Take Advantage of the Green Economy With These Climate Change ETFs

Now more than ever, especially with skyrocketing oil prices, environmental, social, and government (ESG) investing is becoming a core component of the capital markets. As the world looks to take the necessary measures to reduce its carbon footprint, look to niche areas like climate change for opportunity.

“Given both the government and corporate decarbonization pledges that we’re seeing, and public awareness of the issue, our expectation is that huge quantities of capital are going to be withdrawn from sectors that emit carbon and reinvested in those that aid the transition,” said Marina Severinovsky, head of sustainability, North America for Schroders, in a Pensions & Investments article.

As such, one exchange traded fund (ETF) to look at is the FlexShares ESG & Climate US Large Cap Core Index Fund (FEUS).

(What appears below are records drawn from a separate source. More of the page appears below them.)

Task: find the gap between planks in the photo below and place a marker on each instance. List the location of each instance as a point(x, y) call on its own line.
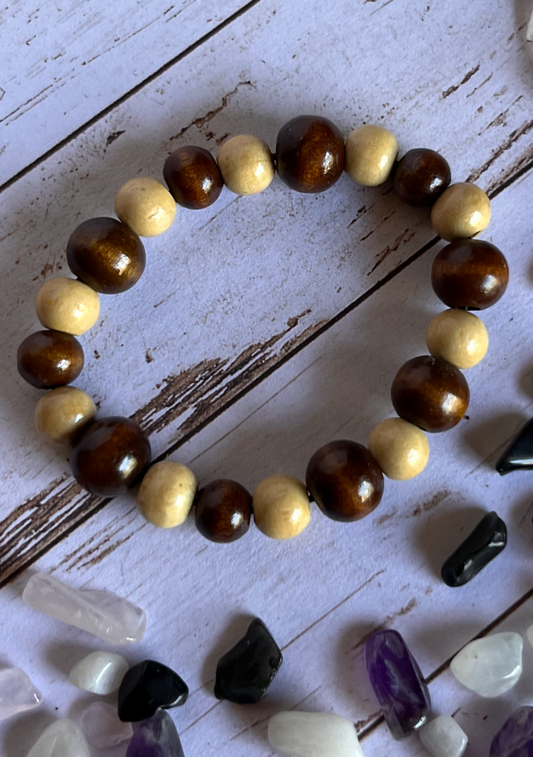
point(127, 95)
point(90, 505)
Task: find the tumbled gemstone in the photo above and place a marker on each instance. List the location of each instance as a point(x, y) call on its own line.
point(101, 613)
point(102, 728)
point(313, 734)
point(99, 672)
point(519, 454)
point(485, 542)
point(148, 686)
point(246, 671)
point(490, 666)
point(156, 737)
point(515, 737)
point(61, 739)
point(443, 737)
point(398, 683)
point(17, 693)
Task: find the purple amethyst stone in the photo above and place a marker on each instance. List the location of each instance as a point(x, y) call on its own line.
point(156, 737)
point(397, 682)
point(515, 737)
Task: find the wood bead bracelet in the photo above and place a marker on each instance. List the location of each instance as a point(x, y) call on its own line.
point(345, 479)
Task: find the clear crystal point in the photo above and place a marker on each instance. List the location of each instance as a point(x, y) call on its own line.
point(17, 693)
point(101, 613)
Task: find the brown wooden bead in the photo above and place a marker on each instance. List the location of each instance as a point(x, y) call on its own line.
point(344, 480)
point(470, 273)
point(420, 177)
point(111, 456)
point(106, 254)
point(430, 393)
point(193, 177)
point(310, 154)
point(50, 358)
point(223, 511)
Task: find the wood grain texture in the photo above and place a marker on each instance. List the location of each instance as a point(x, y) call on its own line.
point(192, 372)
point(257, 325)
point(63, 64)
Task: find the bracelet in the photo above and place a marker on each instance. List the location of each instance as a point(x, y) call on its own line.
point(429, 393)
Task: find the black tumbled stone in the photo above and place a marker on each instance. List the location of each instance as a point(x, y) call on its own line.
point(247, 670)
point(519, 454)
point(485, 542)
point(146, 687)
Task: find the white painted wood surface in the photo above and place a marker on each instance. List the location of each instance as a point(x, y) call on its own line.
point(263, 328)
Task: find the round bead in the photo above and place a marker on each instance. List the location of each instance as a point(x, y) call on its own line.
point(166, 494)
point(111, 456)
point(106, 254)
point(344, 480)
point(223, 511)
point(430, 393)
point(145, 206)
point(62, 413)
point(459, 337)
point(281, 507)
point(309, 154)
point(420, 177)
point(193, 177)
point(401, 449)
point(50, 358)
point(470, 273)
point(462, 211)
point(370, 155)
point(67, 305)
point(246, 164)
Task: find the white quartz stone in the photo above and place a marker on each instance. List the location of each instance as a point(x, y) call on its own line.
point(102, 728)
point(61, 739)
point(99, 672)
point(101, 613)
point(17, 693)
point(490, 666)
point(443, 737)
point(313, 734)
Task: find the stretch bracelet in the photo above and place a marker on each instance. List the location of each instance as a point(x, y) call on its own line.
point(429, 393)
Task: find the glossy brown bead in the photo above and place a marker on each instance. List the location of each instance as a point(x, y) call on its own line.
point(47, 359)
point(310, 154)
point(193, 177)
point(431, 393)
point(344, 480)
point(223, 511)
point(470, 273)
point(106, 255)
point(111, 456)
point(420, 177)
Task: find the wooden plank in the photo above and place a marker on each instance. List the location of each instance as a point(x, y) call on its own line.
point(322, 594)
point(63, 64)
point(274, 283)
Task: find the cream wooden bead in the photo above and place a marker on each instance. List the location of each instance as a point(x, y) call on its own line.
point(167, 493)
point(400, 448)
point(461, 212)
point(61, 413)
point(370, 155)
point(145, 206)
point(246, 164)
point(281, 507)
point(459, 337)
point(67, 305)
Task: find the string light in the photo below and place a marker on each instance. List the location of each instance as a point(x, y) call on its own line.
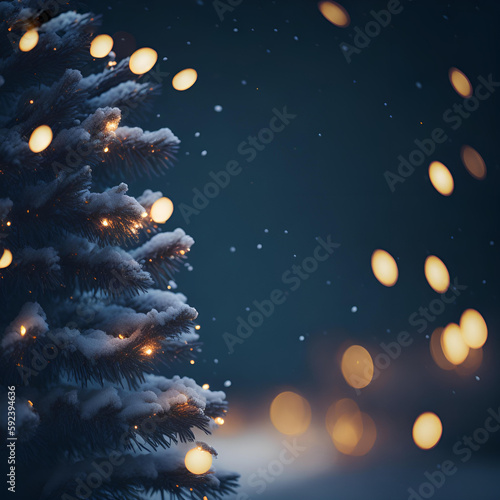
point(101, 46)
point(29, 41)
point(40, 138)
point(6, 259)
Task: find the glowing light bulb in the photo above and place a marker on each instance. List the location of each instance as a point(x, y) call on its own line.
point(436, 274)
point(162, 210)
point(185, 79)
point(427, 430)
point(473, 328)
point(357, 366)
point(40, 138)
point(142, 60)
point(6, 259)
point(101, 46)
point(441, 178)
point(198, 460)
point(335, 13)
point(460, 82)
point(290, 413)
point(384, 267)
point(29, 41)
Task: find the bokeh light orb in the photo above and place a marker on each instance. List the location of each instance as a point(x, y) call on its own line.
point(357, 366)
point(335, 13)
point(473, 162)
point(142, 60)
point(29, 41)
point(473, 328)
point(6, 259)
point(460, 82)
point(162, 210)
point(441, 178)
point(185, 79)
point(198, 460)
point(290, 413)
point(454, 347)
point(40, 139)
point(101, 46)
point(384, 267)
point(427, 430)
point(437, 274)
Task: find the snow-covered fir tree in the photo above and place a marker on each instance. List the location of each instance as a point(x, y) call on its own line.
point(87, 310)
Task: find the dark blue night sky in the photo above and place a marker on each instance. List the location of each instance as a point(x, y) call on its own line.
point(323, 174)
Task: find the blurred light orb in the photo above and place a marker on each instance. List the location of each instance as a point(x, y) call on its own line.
point(427, 430)
point(6, 259)
point(357, 366)
point(384, 267)
point(142, 60)
point(290, 413)
point(162, 210)
point(101, 46)
point(335, 13)
point(198, 460)
point(454, 347)
point(29, 41)
point(441, 178)
point(473, 162)
point(437, 351)
point(473, 328)
point(460, 82)
point(437, 274)
point(40, 138)
point(185, 79)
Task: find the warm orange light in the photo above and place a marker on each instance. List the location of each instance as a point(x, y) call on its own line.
point(473, 328)
point(427, 430)
point(162, 210)
point(454, 347)
point(441, 178)
point(473, 162)
point(40, 138)
point(6, 259)
point(101, 46)
point(185, 79)
point(437, 274)
point(29, 41)
point(198, 460)
point(384, 267)
point(142, 60)
point(335, 13)
point(357, 366)
point(460, 82)
point(290, 413)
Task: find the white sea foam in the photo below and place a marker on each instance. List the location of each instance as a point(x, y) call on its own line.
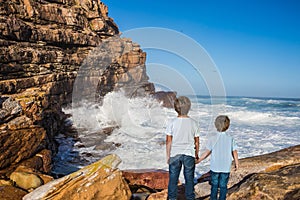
point(142, 123)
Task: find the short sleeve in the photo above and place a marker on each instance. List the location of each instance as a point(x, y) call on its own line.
point(169, 129)
point(234, 146)
point(197, 130)
point(209, 144)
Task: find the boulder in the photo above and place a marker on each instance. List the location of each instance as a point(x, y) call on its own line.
point(26, 181)
point(270, 162)
point(152, 178)
point(11, 193)
point(283, 183)
point(100, 180)
point(166, 98)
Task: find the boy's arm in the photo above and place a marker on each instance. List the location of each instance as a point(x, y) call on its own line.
point(203, 156)
point(196, 147)
point(168, 147)
point(236, 160)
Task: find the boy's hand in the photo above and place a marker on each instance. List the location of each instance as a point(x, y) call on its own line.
point(236, 167)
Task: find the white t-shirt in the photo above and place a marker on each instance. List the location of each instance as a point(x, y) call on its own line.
point(221, 147)
point(183, 131)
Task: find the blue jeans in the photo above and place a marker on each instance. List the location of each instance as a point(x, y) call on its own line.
point(218, 180)
point(175, 165)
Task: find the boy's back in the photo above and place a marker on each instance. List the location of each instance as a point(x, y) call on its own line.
point(183, 130)
point(221, 148)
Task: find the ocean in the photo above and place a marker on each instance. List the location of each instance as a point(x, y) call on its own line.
point(258, 125)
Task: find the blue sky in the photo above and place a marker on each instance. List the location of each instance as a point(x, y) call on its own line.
point(254, 44)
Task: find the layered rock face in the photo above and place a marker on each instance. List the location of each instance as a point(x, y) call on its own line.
point(43, 45)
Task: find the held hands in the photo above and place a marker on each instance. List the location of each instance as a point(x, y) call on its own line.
point(236, 166)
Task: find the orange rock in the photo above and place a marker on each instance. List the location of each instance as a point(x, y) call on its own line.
point(152, 178)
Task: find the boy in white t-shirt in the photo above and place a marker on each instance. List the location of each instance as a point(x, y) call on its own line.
point(182, 146)
point(222, 148)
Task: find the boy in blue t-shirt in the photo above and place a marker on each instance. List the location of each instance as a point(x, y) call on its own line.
point(222, 148)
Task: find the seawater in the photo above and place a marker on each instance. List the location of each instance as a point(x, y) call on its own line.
point(259, 126)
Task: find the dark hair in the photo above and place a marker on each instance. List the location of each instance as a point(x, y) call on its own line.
point(182, 105)
point(222, 123)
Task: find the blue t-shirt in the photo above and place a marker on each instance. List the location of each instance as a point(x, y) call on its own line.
point(183, 131)
point(221, 147)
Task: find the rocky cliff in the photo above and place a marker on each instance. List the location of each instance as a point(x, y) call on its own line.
point(43, 46)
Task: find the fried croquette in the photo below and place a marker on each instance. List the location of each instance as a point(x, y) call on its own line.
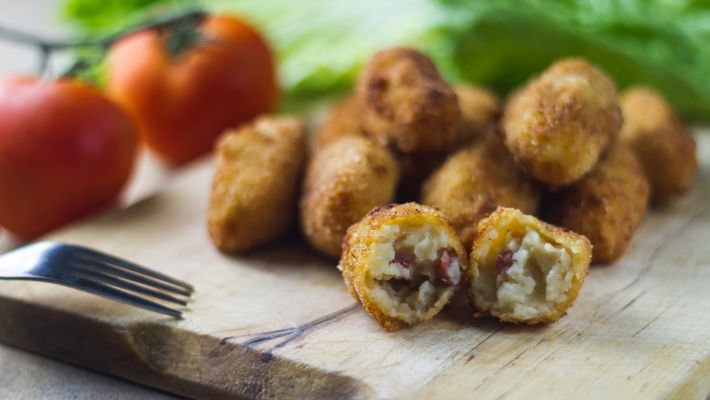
point(407, 103)
point(344, 181)
point(560, 123)
point(606, 205)
point(345, 119)
point(480, 110)
point(662, 143)
point(474, 181)
point(256, 181)
point(402, 263)
point(523, 270)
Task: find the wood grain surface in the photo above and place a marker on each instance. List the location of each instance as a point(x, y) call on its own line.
point(280, 324)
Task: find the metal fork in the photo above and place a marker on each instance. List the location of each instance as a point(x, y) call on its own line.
point(95, 272)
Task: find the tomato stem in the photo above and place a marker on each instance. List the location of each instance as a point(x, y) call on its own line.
point(49, 46)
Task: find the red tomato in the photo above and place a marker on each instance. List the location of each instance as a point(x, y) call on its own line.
point(182, 104)
point(65, 151)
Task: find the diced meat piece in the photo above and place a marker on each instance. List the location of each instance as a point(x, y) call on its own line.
point(504, 261)
point(448, 271)
point(406, 259)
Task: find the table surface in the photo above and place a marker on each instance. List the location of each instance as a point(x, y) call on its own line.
point(24, 375)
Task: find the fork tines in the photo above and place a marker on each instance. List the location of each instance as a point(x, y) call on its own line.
point(128, 282)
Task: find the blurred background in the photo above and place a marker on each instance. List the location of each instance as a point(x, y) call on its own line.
point(321, 44)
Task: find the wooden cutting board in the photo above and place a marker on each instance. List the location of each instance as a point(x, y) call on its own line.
point(280, 324)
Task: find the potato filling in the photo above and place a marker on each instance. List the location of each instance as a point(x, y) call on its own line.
point(532, 276)
point(411, 268)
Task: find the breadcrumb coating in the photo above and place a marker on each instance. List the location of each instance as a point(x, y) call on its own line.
point(606, 205)
point(344, 181)
point(254, 190)
point(407, 103)
point(474, 181)
point(403, 263)
point(560, 123)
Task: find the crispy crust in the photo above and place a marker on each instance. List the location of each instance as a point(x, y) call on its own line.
point(505, 220)
point(560, 123)
point(343, 182)
point(606, 205)
point(662, 143)
point(474, 181)
point(407, 103)
point(254, 189)
point(359, 243)
point(480, 111)
point(345, 119)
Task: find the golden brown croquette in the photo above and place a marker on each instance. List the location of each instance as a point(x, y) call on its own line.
point(661, 142)
point(523, 270)
point(606, 205)
point(344, 181)
point(560, 123)
point(407, 103)
point(474, 181)
point(256, 181)
point(402, 263)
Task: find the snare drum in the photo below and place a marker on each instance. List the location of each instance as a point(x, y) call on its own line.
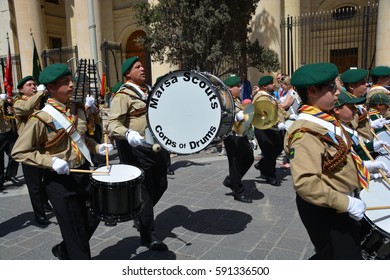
point(376, 223)
point(116, 196)
point(187, 110)
point(384, 136)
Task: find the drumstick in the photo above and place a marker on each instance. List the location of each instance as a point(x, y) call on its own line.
point(377, 208)
point(372, 159)
point(88, 171)
point(107, 157)
point(377, 138)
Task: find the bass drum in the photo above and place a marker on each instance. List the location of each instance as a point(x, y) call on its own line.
point(187, 110)
point(376, 223)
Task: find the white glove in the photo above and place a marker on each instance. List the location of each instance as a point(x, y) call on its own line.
point(379, 144)
point(281, 126)
point(356, 208)
point(133, 138)
point(41, 87)
point(60, 166)
point(239, 116)
point(102, 148)
point(379, 123)
point(373, 166)
point(89, 101)
point(375, 176)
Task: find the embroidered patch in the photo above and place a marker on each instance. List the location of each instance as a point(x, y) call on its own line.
point(291, 153)
point(57, 125)
point(297, 135)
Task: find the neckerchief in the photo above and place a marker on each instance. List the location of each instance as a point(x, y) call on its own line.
point(69, 117)
point(363, 174)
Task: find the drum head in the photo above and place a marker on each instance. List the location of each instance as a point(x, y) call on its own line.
point(185, 112)
point(378, 194)
point(118, 173)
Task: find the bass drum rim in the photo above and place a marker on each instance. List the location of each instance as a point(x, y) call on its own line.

The fund follows the Northern Trust ESG & Climate US Large Cap Core Index, which is designed to construct a universe of large-cap companies that possess ESG characteristics.

The index is designed to reflect the performance of a selection of companies that exhibit certain ESG characteristics, while also seeking to provide broad-market, core exposure to publicly traded U.S. large-capitalization equity securities, including the 600 largest companies in the Northern Trust 1250 Index, as measured by largest float-adjusted market capitalization.

Opportunities Outside the U.S.

To add an international flavor to climate change investing, ETF investors can look at the FlexShares ESG & Climate Developed Markets ex-US Core Index Fund (FEDM). The fund seeks investment results that correspond generally to the price and yield performance of the Northern Trust ESG & Climate Developed Markets exU.S. Core Index.

Best of all, the fund comes with a low net expense ratio of 0.12%, which is remarkably lower than its category average. In summary, FEDM:

  • Is designed as a cost-effective core building block of a portfolio, incorporating risk controls to reduce tracking error and deliver market-like exposure relative to the starting universe.
  • Applies a multi-dimensional ESG framework, incorporating exclusions across ESG controversies and business involvement while seeking to deliver ESG uplift.
  • Uses the Northern Trust ESG Vector Score, which is focused on financial materiality and aligned with industry standards Sustainability Accounting Standards Board (SASB) and Tax Force on Climate Related Disclosures (TCFD), integrating not only historic metrics and indicators, but also those that assess how exposed a company may be to future risks and opportunities.
  • Places intentional emphasis on reducing climate transition risk by reducing ISS carbon emissions intensity and improving ISS Carbon Risk Rating.